岡崎乾二郎「微笑む力(トリシャ・ブラウン・ダンスカンパニー公演レビュー)」
http://realkyoto.jp/review/trisha-brown_in-plain-site/
サイト・スペシフィックという語は誤解されている。場所の特殊性に沿うのではなく、その場が備えている、そこに存在する事物や行動を束縛している条件、規則に関わらず、自立した規則をもった行為がそこに介入されることが重要なのである。結果として異なる規則つまり法をもった複数の場の衝突と葛藤が現れ、このコントラストこそがその場が潜在的にもっていた特性を際立たせる。ここに現れるのはもっとも原初的な政治的葛藤だといえるだろう。
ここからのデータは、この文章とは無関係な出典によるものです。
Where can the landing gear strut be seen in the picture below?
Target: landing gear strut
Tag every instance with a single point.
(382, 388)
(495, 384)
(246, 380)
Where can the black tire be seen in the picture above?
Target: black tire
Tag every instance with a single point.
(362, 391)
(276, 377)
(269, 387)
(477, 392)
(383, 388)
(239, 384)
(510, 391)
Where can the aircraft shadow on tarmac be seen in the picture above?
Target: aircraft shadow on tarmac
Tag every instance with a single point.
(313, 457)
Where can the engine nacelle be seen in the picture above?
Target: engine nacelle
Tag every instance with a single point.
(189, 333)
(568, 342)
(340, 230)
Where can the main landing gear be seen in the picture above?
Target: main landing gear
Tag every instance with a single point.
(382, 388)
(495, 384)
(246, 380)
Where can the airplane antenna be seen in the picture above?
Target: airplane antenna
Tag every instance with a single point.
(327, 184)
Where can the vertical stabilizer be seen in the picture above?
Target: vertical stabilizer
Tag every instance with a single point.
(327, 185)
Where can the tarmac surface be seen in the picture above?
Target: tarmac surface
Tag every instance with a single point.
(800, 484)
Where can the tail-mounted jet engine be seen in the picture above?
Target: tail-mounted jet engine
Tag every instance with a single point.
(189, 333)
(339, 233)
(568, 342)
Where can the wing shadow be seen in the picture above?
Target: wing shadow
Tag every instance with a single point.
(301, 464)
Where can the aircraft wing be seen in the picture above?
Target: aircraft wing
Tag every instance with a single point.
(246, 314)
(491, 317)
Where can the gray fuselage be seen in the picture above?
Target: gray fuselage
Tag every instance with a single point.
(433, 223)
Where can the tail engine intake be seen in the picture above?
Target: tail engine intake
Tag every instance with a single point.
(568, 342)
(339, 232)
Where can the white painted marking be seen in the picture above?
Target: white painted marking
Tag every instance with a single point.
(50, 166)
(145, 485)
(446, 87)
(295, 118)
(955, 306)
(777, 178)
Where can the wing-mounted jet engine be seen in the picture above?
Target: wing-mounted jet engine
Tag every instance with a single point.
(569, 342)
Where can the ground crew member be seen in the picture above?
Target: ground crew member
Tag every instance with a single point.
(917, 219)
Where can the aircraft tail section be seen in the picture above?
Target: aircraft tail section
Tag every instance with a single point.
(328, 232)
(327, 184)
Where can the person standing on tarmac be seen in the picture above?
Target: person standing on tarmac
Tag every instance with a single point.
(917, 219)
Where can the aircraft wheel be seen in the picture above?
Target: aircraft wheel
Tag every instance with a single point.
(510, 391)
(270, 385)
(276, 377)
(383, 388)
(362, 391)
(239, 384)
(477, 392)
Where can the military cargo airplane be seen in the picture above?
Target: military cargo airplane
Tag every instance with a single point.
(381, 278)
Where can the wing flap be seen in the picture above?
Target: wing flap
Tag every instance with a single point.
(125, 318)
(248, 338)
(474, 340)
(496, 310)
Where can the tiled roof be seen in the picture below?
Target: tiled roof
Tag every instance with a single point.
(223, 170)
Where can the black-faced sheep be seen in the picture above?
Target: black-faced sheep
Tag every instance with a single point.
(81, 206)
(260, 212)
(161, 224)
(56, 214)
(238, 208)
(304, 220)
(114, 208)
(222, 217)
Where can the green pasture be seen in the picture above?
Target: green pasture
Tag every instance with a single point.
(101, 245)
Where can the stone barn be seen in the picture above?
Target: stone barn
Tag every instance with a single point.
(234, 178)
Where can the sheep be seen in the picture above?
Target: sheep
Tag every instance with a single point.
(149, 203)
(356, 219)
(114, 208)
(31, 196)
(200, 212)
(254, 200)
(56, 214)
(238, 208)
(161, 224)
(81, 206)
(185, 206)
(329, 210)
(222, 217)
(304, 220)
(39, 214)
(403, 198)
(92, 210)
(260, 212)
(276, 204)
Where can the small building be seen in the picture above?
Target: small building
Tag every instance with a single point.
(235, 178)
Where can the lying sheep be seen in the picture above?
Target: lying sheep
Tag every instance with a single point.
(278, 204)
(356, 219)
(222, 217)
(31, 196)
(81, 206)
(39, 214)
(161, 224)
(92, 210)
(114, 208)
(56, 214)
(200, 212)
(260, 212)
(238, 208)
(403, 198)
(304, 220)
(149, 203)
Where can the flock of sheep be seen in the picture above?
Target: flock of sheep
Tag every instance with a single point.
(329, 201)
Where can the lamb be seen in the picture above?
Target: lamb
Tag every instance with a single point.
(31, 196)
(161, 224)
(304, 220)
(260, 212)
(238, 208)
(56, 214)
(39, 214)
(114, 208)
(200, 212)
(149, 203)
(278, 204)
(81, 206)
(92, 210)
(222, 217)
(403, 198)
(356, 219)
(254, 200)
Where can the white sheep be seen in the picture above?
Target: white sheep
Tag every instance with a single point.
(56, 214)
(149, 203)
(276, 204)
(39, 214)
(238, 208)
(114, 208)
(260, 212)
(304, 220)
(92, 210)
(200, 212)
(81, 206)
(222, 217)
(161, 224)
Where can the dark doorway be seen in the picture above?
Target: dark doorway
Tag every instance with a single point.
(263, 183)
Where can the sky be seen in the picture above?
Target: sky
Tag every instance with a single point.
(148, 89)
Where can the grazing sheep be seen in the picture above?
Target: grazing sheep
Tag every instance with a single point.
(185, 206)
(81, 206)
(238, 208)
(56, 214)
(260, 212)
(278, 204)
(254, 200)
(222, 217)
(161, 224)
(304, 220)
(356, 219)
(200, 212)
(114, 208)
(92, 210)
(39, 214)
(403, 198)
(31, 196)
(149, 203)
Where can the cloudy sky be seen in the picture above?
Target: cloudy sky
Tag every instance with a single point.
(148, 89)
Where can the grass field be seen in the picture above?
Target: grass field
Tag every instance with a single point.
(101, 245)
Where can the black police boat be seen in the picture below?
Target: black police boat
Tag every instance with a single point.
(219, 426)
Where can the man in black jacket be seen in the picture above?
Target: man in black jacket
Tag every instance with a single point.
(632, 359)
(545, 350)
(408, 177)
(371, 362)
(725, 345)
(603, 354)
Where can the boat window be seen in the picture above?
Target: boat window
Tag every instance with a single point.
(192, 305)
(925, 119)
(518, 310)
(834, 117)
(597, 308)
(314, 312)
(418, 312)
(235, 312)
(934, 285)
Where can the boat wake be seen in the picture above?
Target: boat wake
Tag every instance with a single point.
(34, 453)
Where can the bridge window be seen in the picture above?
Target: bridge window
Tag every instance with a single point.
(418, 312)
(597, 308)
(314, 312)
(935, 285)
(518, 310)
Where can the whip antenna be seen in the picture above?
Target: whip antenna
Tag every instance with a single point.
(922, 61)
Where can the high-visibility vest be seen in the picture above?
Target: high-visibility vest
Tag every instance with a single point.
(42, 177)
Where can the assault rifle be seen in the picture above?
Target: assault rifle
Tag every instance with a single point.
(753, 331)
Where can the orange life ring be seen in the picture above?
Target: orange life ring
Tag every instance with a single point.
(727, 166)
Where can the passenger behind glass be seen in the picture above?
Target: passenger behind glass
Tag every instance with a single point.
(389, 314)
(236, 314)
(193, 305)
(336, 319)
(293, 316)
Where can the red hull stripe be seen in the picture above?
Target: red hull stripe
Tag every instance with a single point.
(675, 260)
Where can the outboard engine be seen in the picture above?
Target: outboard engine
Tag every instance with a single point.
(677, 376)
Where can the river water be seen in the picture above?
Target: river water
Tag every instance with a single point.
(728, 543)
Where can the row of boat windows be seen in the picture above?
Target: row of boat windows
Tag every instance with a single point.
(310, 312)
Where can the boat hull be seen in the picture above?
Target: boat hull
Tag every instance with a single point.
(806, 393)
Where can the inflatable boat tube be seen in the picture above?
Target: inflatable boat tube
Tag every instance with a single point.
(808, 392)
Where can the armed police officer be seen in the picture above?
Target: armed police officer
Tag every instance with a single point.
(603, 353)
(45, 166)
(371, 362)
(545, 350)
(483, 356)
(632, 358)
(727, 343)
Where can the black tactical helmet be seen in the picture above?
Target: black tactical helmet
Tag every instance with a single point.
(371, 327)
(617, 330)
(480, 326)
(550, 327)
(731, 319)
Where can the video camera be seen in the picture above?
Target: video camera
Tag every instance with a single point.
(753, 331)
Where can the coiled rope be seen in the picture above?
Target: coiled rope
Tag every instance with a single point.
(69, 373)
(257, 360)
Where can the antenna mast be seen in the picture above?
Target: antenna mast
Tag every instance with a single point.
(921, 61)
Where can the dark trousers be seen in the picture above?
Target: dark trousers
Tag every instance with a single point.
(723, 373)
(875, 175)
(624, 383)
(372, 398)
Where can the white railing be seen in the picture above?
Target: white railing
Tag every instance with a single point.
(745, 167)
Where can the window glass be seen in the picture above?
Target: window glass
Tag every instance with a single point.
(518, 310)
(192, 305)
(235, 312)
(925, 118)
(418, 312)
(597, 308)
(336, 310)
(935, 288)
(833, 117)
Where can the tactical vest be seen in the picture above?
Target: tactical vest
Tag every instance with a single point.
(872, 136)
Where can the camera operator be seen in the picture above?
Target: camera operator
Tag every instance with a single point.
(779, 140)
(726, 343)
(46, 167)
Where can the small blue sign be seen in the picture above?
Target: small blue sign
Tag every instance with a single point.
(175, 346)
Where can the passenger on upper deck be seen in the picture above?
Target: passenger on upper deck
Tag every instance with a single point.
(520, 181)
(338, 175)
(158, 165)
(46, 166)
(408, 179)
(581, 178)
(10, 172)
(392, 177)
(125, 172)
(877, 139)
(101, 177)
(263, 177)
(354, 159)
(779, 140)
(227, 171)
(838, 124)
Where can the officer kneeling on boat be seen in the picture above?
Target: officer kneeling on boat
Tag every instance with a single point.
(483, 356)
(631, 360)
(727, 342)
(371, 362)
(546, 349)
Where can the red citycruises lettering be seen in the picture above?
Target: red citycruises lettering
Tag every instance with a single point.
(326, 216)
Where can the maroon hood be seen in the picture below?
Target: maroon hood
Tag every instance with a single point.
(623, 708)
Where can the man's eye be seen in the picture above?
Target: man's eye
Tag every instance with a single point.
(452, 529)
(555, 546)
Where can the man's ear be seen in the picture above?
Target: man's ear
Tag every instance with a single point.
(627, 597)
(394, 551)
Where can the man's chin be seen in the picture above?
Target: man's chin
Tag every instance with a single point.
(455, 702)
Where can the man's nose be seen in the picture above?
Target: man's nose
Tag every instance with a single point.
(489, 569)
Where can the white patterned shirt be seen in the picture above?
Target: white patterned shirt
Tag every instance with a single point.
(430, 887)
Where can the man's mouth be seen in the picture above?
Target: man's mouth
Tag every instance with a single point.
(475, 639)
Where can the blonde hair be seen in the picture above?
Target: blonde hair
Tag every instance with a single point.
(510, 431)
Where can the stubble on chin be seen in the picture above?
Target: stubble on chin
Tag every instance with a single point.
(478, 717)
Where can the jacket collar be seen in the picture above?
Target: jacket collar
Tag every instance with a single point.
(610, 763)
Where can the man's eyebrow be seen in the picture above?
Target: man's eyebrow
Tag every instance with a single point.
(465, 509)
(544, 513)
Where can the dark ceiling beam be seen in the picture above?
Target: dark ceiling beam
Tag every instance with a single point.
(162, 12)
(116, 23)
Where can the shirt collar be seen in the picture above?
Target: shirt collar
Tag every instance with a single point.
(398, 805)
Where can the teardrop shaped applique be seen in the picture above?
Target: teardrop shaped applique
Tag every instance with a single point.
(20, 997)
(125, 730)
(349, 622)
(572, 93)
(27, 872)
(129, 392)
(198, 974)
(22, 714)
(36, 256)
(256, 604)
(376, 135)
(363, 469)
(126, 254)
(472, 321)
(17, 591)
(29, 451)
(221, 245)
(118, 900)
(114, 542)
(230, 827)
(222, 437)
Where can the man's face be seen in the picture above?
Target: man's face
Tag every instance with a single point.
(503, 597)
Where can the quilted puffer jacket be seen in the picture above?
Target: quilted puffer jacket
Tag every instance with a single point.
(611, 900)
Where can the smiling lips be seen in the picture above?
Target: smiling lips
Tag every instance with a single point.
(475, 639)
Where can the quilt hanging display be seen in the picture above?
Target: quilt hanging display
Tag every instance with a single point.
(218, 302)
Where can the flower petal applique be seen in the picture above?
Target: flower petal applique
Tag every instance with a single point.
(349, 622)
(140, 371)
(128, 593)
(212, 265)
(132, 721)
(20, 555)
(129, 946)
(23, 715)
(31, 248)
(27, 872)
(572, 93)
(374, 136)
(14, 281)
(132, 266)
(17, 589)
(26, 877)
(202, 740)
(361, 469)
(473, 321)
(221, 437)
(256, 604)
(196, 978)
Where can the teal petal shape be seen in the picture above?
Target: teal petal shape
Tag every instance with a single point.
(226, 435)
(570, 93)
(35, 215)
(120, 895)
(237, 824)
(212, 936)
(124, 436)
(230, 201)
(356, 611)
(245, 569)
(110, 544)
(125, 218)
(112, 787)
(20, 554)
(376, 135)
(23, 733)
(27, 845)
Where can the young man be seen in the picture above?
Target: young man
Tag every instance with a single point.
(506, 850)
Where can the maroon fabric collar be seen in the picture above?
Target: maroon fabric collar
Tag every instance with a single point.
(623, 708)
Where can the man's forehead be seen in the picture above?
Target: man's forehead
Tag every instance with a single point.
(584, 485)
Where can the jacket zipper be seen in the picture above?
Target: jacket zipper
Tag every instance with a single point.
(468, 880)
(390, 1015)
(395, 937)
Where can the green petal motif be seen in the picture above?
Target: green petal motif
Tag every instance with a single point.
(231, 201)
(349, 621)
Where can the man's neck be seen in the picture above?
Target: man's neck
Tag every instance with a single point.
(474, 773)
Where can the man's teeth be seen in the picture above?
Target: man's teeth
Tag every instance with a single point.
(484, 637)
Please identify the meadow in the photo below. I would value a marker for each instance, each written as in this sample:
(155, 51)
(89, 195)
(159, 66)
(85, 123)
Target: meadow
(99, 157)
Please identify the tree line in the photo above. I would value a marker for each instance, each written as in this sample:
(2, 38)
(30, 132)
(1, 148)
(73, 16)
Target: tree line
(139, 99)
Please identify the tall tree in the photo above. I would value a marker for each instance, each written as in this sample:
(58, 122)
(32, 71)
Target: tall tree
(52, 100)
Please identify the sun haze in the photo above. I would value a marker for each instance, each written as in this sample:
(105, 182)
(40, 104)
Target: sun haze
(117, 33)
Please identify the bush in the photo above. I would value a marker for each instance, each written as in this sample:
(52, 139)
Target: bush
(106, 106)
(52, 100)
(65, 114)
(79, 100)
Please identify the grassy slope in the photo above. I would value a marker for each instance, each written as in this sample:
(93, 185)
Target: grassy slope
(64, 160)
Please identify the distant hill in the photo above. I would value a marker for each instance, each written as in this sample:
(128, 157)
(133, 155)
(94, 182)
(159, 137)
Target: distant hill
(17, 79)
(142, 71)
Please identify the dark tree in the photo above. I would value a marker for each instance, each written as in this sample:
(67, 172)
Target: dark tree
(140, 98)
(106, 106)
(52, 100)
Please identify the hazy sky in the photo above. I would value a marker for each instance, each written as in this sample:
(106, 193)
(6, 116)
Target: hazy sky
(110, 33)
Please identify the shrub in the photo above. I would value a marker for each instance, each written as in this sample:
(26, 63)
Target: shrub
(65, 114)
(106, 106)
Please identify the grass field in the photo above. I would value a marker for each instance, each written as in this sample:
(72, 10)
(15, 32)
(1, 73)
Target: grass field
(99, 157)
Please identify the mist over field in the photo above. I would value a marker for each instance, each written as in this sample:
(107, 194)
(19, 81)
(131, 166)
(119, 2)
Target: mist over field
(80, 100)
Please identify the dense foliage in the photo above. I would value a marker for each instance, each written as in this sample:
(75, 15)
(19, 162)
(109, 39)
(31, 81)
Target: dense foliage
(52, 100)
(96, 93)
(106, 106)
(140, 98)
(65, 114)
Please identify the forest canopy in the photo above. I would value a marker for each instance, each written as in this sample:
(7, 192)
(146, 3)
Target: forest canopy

私も同じことを100年ぐらい言っているのだけれど、全然理解されない。
数年前の3331のアーティスト・イン・レジデンスにまつわるトークイベントで、会場を炎上させつつも私が繰り返し言っていたことはまさにこういうことで、レジデンスにおけるアーティスト(ないし作品)の存在の意味は、その自律性=別の法に準拠していること、つまり非同期性にあるのだ、ということを申し上げたのですが、「アートで社会に貢献」とか「町おこし」的な文脈でオッサンに絡まれて終わったのでした。